In my minds eye writing code without a design is like starting a journey without knowing where you are going. Sure it may be a fun adventure but I would be suprised if it result in an efficent path to a solution.
Concerned,
Ben
It is fun! I used to do it all the time. 😄
Me to. It was mostly when I had to do a program for a certain person. He would never tell me what I needed (requirements, protocols, etc.) mostly because he didn't know himself. I deemed him the king of feature creep since he changed his mind a lot and never told us when he changed something. The ironic part was that he was the head of the CMMi effort.
07-03-2012 09:52 AM
@crossrulz wrote:
...Me to. It was mostly when I had to do a program for a certain person. He would never tell me what I needed (requirements, protocols, etc.) mostly because he didn't know himself. I deemed him the king of feature creep since he changed his mind a lot and never told us when he changed something. The ironic part was that he was the head of the CMMi effort.
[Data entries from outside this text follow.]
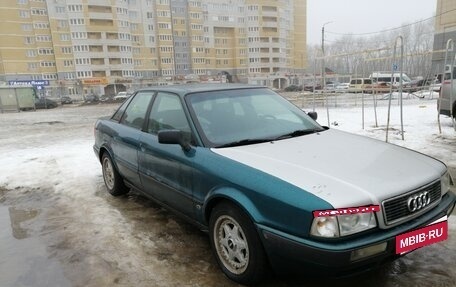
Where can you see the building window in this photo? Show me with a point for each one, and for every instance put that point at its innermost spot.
(27, 27)
(65, 37)
(43, 38)
(31, 53)
(84, 74)
(66, 50)
(60, 9)
(49, 76)
(47, 64)
(29, 40)
(45, 51)
(39, 12)
(24, 14)
(41, 25)
(75, 8)
(32, 66)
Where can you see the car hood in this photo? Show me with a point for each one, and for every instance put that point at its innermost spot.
(345, 170)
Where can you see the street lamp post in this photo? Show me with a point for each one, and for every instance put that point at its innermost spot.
(323, 52)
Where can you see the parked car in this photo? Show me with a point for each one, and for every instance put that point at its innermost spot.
(293, 88)
(360, 85)
(66, 100)
(121, 96)
(342, 86)
(446, 103)
(44, 103)
(310, 87)
(270, 185)
(92, 98)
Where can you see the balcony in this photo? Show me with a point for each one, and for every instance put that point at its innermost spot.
(99, 2)
(100, 16)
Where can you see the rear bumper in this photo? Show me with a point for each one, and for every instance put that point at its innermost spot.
(288, 254)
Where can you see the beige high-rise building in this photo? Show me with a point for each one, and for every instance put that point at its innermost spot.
(445, 29)
(79, 47)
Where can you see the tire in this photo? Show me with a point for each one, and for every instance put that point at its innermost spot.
(236, 245)
(113, 181)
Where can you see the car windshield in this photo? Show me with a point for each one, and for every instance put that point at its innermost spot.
(247, 116)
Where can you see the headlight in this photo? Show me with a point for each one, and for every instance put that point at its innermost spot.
(445, 182)
(342, 225)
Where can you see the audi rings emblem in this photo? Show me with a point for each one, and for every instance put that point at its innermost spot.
(418, 201)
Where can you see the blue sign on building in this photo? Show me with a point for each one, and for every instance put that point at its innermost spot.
(35, 83)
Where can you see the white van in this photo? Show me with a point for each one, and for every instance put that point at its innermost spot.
(385, 77)
(360, 85)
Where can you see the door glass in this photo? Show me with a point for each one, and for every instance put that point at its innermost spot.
(167, 114)
(135, 113)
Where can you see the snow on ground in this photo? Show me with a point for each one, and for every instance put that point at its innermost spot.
(421, 131)
(47, 166)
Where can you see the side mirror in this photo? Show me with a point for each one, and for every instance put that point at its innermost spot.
(173, 137)
(313, 115)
Even when using an Agile approach, (WHen I first read about it I came away with "Let's start coding and we will find out what it supposed to do latter.") we are allowed to plan the work for the current set of requirments.
Ben
07-03-2012 10:08 AM
@Ben wrote:
Even when using an Agile approach, (WHen I first read about it I came away with "Let's start coding and we will find out what it supposed to do latter.") we are allowed to plan the work for the current set of requirments.
Ben
Let me clearify. I never got my requirements. I would get some very high level idea of what the program was supposed to do and never given any real requirements. Luckily, I learned to use some flexible architectures and I didn't get burned that bad when everything changed on me. Type defined enums were my best friend.
07-03-2012 10:19 AM
I would challenge your colleagues to give you more requirements than just high level requirements. Your flying blind if you don't and going to be doing some unnecessary code changes and wasting of your time if you don't.
07-03-2012 10:30 AM
High-fling ideas are requirements waiting to be defined.
Ex:
High-level - "I want a statue of Gene Kelly dacning in the rain."
Requirements:
made of Bronze
Full Scale
He should be smiling
Arms extended to allow use by pidgeons.
An artist would work through scale models and interact with the sponsor to define the requirements.
Given the option and unlimitied funding, I would prefer to work from the High-level along with a domain expert to define the requirments myself. That lets me choose solutions that meet the requirments that are easy to implement.
Are we dancing on the edge of symantics here?
Ben
07-03-2012 10:38 AM
It always depends on the situation. If I'm hired by the hour of what I effectively invest in programming, then I have no problems with working from a very high level definition and refining that as necessary as working through the implementation, but there is no way I would quote a project as fixed price without some solid requirements description.
07-03-2012 10:42 AM
@Eric1977 wrote:
I would challenge your colleagues to give you more requirements than just high level requirements. Your flying blind if you don't and going to be doing some unnecessary code changes and wasting of your time if you don't.
Beleive me, I tried. But when the boss says "get coding, you're holding up the program" and me saying "I don't know what I'm supposed to do yet" doesn't work, you have to do something. I actually got written up because I refused to do any code until I had documentation. One of the reasons I was more than happy to find another position at another company.
Like I said, I found flexible architectures and fully expected to have to change the details.
07-06-2012 08:52 AM
Ben - Thanks for your concern. I usually have a design before I write code, but for some small program, I just roll with the punches, since they are pretty straight forward. I do this especially for subvi that have straight forward sequence.
07-06-2012 08:54 AM
I had the same concern with Agile, but the person who was in charge said that good planning is required before the agile process starts. However, I think people so caught up with Agile that they forget to plan.